Friday, May 18th, 2012

Some words about the creation of this speech model:

1. Download Ralf’s Arabic dictionary.
2. Create a scenario “Arabic”. Clear the shadow vocabulary. Import the dictionary as shadow dictionary.
3. Select 8 Arabic words for training:

اخترا, اختزال, اختزان, جواب, جوائر, نمحى, نمسان, وسوست

4. Grammar Unknown. Dictation plugin. Synchronize. Activate. When I dictate Arabic words, Simon recognizes them. But there is no output. Even when I switch the keyboard language, there is no result.
5. Get Ralf’s Arabic speech model.

Ralf’s Arabic dictionary

Tuesday, January 10th, 2012

This article explains the creation of an Arabic PLS dictionary and how the result looks like in simon.

A. Creation of the dictionary:

1. Get Arabic spelling dictionary.
2. Check the license. Inside the file dict_ar-3.0.oxt there is a file with the name COPYING (in the docs folder). It says in the file:

GPL 2.0/LGPL 2.1/MPL 1.1 tri-license

This means that I can use this tri-licensed spelling dictionary as source for my future GPLv3 PLS dictionary.

3. Now I have to extract dict_ar-3.0.oxt.
4. Let’s try the unmunch command inside the Ubuntu terminal:

ubuntu@ubuntu:~/Documents/2011-II/Arabic$ unmunch ar.dic ar.aff > arabic

It failed. I wasn’t able to unmunch the word list.
5. I have to remove all numbers from ar.dic. This can be done with the sed command:

sed 's/[0-9]*//g' ar.dic > arabic-without-numbers

6. Remove the slash (“/”) from arabic-without-numbers with Geany.
7. Add lexicon tags at the beginning and the end of the file.
8. Ubuntu terminal:

ubuntu@ubuntu:~/Documents/2011-II/Arabic$ saxonb-xslt -s:arabic-without-numbers -xsl:'' -o:arabic.xml

9. ISO 639-1 language code is ar.
10. Maybe I will use this table for the grapheme to phoneme conversion.
11. Ubuntu terminal:

ubuntu@ubuntu:~/Documents/2011-II/Arabic$ saxonb-xslt -s:arabic.xml -xsl:'improve-arabic.xsl' -o:arabic-dictionary.xml

I have to remove the number sign (“#”) with Geany from arabic.xml.

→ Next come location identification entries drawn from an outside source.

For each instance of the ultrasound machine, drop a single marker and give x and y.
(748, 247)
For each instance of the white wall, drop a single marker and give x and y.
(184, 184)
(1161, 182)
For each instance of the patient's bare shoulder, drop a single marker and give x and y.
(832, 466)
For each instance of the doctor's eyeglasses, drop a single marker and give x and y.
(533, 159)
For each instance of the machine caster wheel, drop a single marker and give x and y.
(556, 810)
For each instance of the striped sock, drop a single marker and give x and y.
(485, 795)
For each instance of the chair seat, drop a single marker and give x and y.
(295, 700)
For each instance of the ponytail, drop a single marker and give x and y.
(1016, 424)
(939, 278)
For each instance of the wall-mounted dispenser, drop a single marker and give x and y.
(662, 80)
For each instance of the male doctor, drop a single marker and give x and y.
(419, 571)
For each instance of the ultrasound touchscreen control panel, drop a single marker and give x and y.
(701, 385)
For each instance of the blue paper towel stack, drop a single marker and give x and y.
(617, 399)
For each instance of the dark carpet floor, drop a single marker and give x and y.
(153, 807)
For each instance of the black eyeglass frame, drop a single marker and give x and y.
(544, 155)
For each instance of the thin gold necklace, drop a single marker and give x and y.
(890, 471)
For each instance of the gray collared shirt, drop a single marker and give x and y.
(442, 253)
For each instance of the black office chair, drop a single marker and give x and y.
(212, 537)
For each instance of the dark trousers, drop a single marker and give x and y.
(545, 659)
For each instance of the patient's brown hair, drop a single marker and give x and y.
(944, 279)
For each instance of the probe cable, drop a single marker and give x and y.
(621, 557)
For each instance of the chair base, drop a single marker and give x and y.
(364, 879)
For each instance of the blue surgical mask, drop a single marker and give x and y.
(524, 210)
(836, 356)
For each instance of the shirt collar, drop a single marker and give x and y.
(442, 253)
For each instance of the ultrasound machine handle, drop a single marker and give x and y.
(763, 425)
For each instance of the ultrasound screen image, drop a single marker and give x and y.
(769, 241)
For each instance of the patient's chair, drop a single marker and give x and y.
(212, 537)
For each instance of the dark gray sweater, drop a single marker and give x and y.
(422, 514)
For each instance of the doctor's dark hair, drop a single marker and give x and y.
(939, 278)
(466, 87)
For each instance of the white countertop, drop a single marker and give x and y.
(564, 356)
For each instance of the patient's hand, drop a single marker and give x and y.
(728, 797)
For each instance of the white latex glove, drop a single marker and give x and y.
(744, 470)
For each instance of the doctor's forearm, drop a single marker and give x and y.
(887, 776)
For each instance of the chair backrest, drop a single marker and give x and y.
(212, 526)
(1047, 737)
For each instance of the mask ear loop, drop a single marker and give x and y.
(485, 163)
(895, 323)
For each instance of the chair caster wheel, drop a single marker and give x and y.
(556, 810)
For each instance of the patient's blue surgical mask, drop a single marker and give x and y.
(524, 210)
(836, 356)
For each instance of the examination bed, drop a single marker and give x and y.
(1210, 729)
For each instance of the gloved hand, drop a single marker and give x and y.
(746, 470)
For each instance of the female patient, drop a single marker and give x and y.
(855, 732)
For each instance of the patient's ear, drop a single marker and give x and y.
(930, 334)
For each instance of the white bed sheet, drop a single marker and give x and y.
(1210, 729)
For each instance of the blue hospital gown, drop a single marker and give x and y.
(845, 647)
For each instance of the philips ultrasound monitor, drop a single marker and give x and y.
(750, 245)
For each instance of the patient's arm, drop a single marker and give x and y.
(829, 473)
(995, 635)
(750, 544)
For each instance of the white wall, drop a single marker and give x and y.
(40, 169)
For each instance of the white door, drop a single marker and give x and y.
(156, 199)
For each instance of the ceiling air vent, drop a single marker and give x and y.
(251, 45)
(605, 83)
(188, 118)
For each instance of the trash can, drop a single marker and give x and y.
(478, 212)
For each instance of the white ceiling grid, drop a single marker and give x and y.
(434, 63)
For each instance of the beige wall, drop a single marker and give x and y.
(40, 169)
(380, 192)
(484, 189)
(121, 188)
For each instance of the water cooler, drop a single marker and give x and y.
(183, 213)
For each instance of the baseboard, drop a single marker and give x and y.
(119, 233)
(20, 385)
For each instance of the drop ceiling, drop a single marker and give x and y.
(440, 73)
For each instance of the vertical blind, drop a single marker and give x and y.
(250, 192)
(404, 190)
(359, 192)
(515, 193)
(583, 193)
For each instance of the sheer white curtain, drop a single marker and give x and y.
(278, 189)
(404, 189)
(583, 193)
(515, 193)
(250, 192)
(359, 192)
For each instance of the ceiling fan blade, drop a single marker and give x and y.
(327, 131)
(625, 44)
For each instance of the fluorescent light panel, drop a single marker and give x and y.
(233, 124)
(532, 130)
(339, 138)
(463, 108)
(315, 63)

B. Download the dictionary. Import it into simon.

The left column contains 457089 Arabic words. The pronunciation column contains the corresponding SAMPA transcriptions. The third column contains just entries with “Unknown”. This is because the PLS dictionary contains no role attributes.

Now you know how I created the dictionary. And you know how the result looks like in simon.